Users of UTEP's high performance computing (HPC) system can be found in nearly every field – from mathematicians and physicists to chemists and mechanical engineers.
"The possibilities are endless with HPC," Teller said. "You can predict and model the weather, sift through the huge digital collections of the Library of Congress to find what you're looking for, and model and simulate the strength of materials."
For instance, Ricardo Bernal, Ph.D., associate professor of biochemistry, is using UTEP's HPC system to create three-dimensional reconstructions of chaperonins, or proteins.
Using a $2 million microscope known as the cryo-electron microscope (cryo-EM), Bernal and Sudheer Molugu, the cyro-EM facility manager, freeze the proteins and take thousands of photos of them under the microscope.
"The proteins are frozen into the ice in many random orientations – so that's where high performance computing comes in," Bernal said.

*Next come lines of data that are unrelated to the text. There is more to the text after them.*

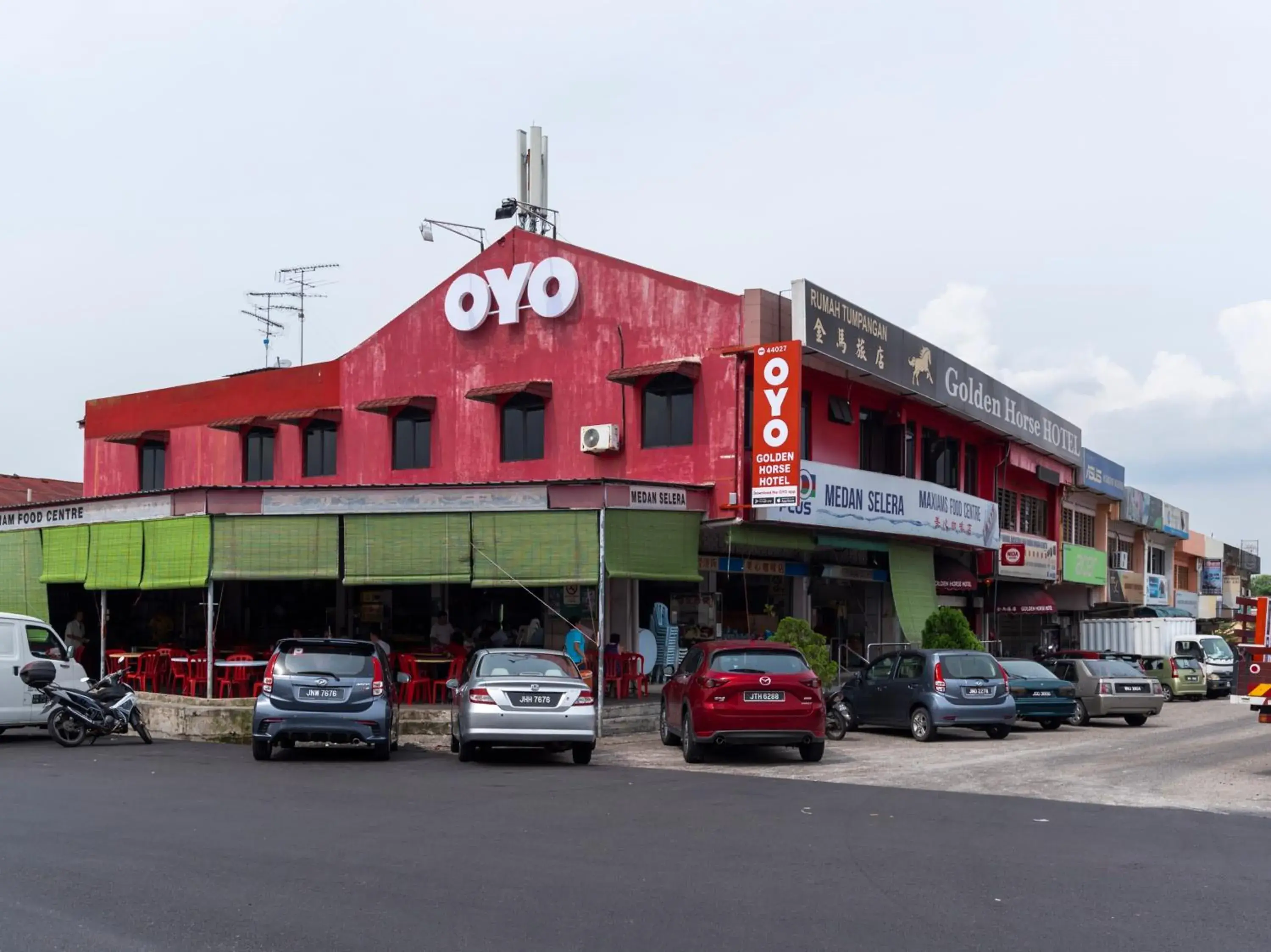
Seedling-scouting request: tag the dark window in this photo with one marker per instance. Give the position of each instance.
(1032, 515)
(258, 455)
(931, 453)
(669, 411)
(1007, 505)
(412, 432)
(874, 440)
(841, 411)
(523, 427)
(321, 449)
(805, 427)
(971, 470)
(153, 460)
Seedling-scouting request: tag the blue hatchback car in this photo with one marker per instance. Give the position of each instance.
(926, 691)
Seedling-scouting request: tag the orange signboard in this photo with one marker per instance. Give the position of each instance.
(778, 403)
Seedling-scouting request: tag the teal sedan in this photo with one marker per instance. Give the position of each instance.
(1039, 695)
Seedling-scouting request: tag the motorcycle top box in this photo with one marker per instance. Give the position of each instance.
(39, 674)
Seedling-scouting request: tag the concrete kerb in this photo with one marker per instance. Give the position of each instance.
(229, 720)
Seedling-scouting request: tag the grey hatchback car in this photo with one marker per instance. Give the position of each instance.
(523, 698)
(926, 691)
(325, 689)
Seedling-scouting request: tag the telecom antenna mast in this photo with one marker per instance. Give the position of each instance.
(302, 288)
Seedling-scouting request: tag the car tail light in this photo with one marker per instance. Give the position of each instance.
(267, 684)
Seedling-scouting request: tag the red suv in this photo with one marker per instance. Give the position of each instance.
(755, 693)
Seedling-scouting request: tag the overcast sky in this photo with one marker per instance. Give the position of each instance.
(1073, 196)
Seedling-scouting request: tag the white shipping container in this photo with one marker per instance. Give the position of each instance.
(1137, 636)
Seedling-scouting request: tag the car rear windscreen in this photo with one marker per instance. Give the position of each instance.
(961, 667)
(527, 664)
(1113, 669)
(341, 661)
(758, 663)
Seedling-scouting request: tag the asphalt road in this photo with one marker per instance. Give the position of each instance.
(197, 847)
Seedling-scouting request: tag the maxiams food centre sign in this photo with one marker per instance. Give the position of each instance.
(839, 329)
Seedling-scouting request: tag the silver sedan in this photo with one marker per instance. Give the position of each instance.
(523, 698)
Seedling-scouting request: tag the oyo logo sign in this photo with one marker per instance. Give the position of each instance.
(552, 286)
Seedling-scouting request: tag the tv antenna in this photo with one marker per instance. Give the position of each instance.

It's the computer's job to determine the orientation of every protein relative to every other protein. The computer then averages the thousands of images together to ultimately figure out what the 3-D structure looks like.
If the team can figure out exactly what the protein structure looks like and how it works, they can they apply the information to address diseases associated with chaperonins.
Without HPC, Bernal and Molugu's research would slow down excessively, or even come to a standstill.
"Having the UTEP high performance computing resources available to us has been absolutely critical to advance our research," Bernal said. "We are able to speed up computational analysis of the cryo-EM data by at least tenfold when compared to a powerful lab workstation."
Carl Dirk, Ph.D., a UTEP professor of chemistry who studies molecular reactions, only recently discovered HPC at UTEP, and is beyond excited about its capabilities.
For most of his life, he has used semi-empirical calculations, which are approximations, and no longer considered "cutting-edge" math.
"In my opinion, it's a good, predictive method still, but a lot of journals no longer accept semi-empirical results – only those using ab initio methods, which I did not have the ability to perform," he said.
In July he started performing ab initio calculations on the system. He expected them to take weeks to complete – they were finished in less than 12 hours.
"This new computing system has made me rethink what I can do in terms of computational chemistry. It's changed my mind about what I thought we could do at UTEP," he said. "Up until now I thought this would be very difficult to do – that I could never be competitive with other top researchers, but now I can be."
There are currently about 35 users of UTEP's HPC system, but Teller hopes that more University faculty, staff and students will hop on the bandwagon soon to learn what HPC can do for them.
She said, "If people engage themselves and adopt this computing, it can certainly accelerate their research, time-to-results, and even grant funding."